Rob: And a little more acceptable to the non-Christians, because I know the early scripts were very very Christian focused, weren’t they?

Michael: Yes, that’s true. I thought it’s such a great story, and I was so interested in his spirituality, because I think that’s one of the disasters of the modern world, that religion and politics have become so disconnected. You know, where are the Mandelas and the Martin Luther Kings and the Gandhis and all this sort of stuff. People either use religion as their political basis or they have no kind of spiritual sense at all in their political life; and here was a character who managed to live in both worlds to great effect. So I did want to find a wider audience than just say a faith-based audience to tell this story.

Rob: How hard is it for you ? you call yourself an agnostic? That’s true, is it?

Michael: Yes.

Rob: So how hard is it for you to actually bring out the full Christian side of the story?

Michael: It’s not hard at all. I mean, I recognize it and I admire it, and I thought his was a life of great courage and great will, what he did. It isn’t difficult at all for me to understand that and to celebrate it.

But I do feel as a storyteller that I want to get more than that into the film.
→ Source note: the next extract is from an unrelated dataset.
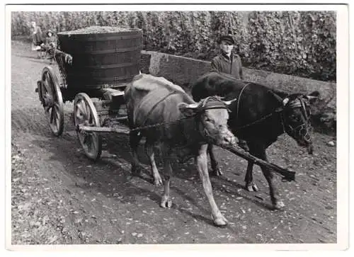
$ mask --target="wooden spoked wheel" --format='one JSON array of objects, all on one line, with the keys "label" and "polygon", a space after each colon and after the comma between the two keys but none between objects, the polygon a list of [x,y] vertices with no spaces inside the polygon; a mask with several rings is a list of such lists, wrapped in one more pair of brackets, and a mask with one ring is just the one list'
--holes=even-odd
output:
[{"label": "wooden spoked wheel", "polygon": [[[74,123],[88,127],[100,127],[100,120],[95,105],[85,93],[78,93],[74,101]],[[96,132],[76,130],[80,144],[88,159],[96,161],[102,153],[102,139]]]},{"label": "wooden spoked wheel", "polygon": [[39,93],[50,129],[58,137],[64,130],[63,98],[57,75],[50,67],[42,72]]}]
And that’s very important, and the most important thing to some people. But I wanted to get a kind of broader view of the character and a broader view of the world than that. But it isn’t difficult to express that at all.
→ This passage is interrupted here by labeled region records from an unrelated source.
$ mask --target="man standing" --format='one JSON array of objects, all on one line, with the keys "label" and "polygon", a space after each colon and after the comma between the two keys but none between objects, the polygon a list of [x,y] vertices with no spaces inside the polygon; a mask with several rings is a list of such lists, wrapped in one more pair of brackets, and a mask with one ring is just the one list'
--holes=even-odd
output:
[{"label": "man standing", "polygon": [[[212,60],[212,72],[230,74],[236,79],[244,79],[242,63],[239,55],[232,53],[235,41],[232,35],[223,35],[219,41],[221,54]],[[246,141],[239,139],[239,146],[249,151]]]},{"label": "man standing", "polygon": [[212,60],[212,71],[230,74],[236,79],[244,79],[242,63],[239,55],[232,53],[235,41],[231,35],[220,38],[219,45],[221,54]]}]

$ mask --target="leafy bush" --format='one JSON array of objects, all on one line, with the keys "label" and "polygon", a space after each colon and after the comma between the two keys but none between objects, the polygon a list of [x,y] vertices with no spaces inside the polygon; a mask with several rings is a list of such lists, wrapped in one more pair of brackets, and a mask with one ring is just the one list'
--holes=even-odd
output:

Rob: loan Gruffudd must have been a marvelous actor to direct – he’s had experience in that realm with the Poldark series, hasn’t he?

Michael: Yes, he has. I was lucky with him, because it was kind of essential to me that the main characters in the film were young, it seemed to me a genuine Camelot story, like a Kennedy story if you will, young people with great spirit taking on the establishment. And to do that they really had to cast it young. But it’s hard to find young actors who have any box office heat, but loan does have ? with the Fantastic Four. So that made it easier for me to convince the studio to cast it young.

Rob: Of course when you talk about the Camelot side, I’m sitting there going “Where do I recognize this guy from?” – of course he was Lancelot in King Arthur.

Michael: Yeah, there you go. [laugh]

Rob: What is it about the Wilberforce story that personally inspires you?

Michael: There’s tons of it really, but I suppose at the end of the day how I look at my life is, would I have the will, would I have the courage, to just stick at something in the way he did, and just simply not give up on it, and to be so convinced of the moral right of what he was doing that he just wouldn’t let it alone, although everybody was telling him to leave it alone, and he wasn’t getting anywhere with him. I think he’s a marvelous role model for anybody

Rob: The subject of slavery comes up, and there’s actually more slavery, apparently, in the world today than there was 200 years ago.

Michael: Yeah, frightening isn’t it?

Rob: Do you think people are going to get that message, out of the movie? That they need to do something?

Michael: Not get it out of the film, but they get it, I think, out of the press and the publicity. There was a thing called Amazing Change, which is a big outreach that the American distributors did about the film. They were saying to people, don’t watch this film and think slavery’s been dealt with; it hasn’t. Slavery is never dealt with; slavery’s always with us, in every civilization there’s ever been. And it’s with us now, and be alive to it, be aware to it, sort of educate yourself to what’s going on, and then maybe in a tiny way you can help make things better. So that’s really the follow-up of the film, the press on the film, the writing about the film, that message isn’t really contained within the film.